Genome-wide meta-analysis of quantitatively measured generalized anxiety symptoms in individuals of European ancestry

Authors

Megan Skelton, Brittany L Mitchell, Elham Assary, Danyang Li, Genevieve Morneau-Vaillancourt, Alan E Murphy, Abigail R Ter Kuile, Rujia Wang, Mark J Adams, Enda M Byrne, Elizabeth C Corfield, Poppy Z Grimes, Laurie J Hannigan, Jihua Hu, Kadri Kõiv, Alex S F Kwong, Sergi Papiol, Johanne H Pettersen, Giorgio Pistis, Enrique Castelao, Nora I Strom, Peter J van der Most, Anxiety Disorders Working Group of the Psychiatric Genomics Consortium, GLAD+ authors, Lifelines Cohort Study, NIHR BioResource, PROTECT-AD Consortium, Ole A Andreassen, Angelika Erhardt-Lehmann, Alexandra Havdahl, Nathan Skene, Brad Verhulst, Heike Weber, Chérie Armour, Helga Ask, William E Copeland, Udo Dannlowski, Jürgen Deckert, Katharina Domschke, Ian B Hickie, Kelli Lehto, Tina B Lonsdorf, Ulrike Lueken, Michelle K Lupton, Sarah E Medland, Andrew M McIntosh, Albertine J Oldehinkel, Martin Preisig, Andreas Reif, Harold Snieder, James T R Walters, Naomi R Wray, Catharina A Hartman, Nicholas G Martin, John M Hettema, Gerome Breen, Jonathan R I Coleman, Thalia C Eley

Abstract

Nat Hum Behav. 2026 Jun 9. doi: 10.1038/s41562-026-02476-7. Online ahead of print.

ABSTRACT

Anxiety is heritable and exists on a continuum, with symptoms ranging from adaptive threat response to clinical disorder. Here we performed a genome-wide association meta-analysis of generalized anxiety symptom severity in 693,869 individuals of European ancestry from 14 cohorts.
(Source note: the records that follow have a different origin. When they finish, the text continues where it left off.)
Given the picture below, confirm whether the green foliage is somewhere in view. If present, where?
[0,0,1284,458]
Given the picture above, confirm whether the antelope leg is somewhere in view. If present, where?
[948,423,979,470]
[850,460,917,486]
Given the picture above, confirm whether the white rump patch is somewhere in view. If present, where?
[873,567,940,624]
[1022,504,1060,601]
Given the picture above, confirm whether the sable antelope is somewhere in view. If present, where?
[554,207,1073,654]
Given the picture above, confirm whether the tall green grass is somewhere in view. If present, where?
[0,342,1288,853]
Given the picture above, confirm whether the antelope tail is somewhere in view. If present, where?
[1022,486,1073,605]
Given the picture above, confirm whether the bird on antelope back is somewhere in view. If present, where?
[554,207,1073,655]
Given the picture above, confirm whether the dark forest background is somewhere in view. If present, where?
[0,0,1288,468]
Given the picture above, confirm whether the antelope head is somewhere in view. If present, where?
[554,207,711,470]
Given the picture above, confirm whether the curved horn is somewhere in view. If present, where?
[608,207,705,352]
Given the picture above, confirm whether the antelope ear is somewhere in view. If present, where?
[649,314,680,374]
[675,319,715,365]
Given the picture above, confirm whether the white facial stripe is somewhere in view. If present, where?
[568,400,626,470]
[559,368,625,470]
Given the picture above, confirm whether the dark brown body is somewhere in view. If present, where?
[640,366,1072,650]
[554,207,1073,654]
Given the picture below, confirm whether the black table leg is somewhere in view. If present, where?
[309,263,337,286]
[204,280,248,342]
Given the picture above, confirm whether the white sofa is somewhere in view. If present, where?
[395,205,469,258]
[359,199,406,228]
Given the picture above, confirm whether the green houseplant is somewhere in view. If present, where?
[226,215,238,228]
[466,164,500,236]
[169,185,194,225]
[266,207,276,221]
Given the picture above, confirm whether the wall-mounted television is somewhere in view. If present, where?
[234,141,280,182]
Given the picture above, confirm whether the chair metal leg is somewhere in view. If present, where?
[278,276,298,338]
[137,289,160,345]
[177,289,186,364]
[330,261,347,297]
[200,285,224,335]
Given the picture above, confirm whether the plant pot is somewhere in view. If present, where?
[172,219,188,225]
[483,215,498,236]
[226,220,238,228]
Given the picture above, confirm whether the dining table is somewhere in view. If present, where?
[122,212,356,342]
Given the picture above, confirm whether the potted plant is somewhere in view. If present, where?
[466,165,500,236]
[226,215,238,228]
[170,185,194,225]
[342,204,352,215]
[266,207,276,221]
We identified 80 independent genome-wide significant variants within 74 loci, 39 of which were newly associated with anxiety. SNP-based heritability was 5.9% (posterior s.d. = 0.15%). Polygenic scores were significantly associated with anxiety symptom severity and disorder in European, African and South Asian ancestry samples (R2 = 1.2-2.9%). Significant genetic correlations (rg) were estimated with mental and physical health traits, including case-control anxiety, neuroticism and depression (rg = 0.71-0.85), irritable bowel syndrome (rg = 0.57), coronary artery disease, endometriosis and migraine (rg = 0.20-0.27). Gene-based and pathway analyses implicated synaptic and axonal processes, with enriched expression in the brain. These findings highlight the discovery power gained from analysing a quantitative trait rather than a case-control phenotype in anxiety genetics.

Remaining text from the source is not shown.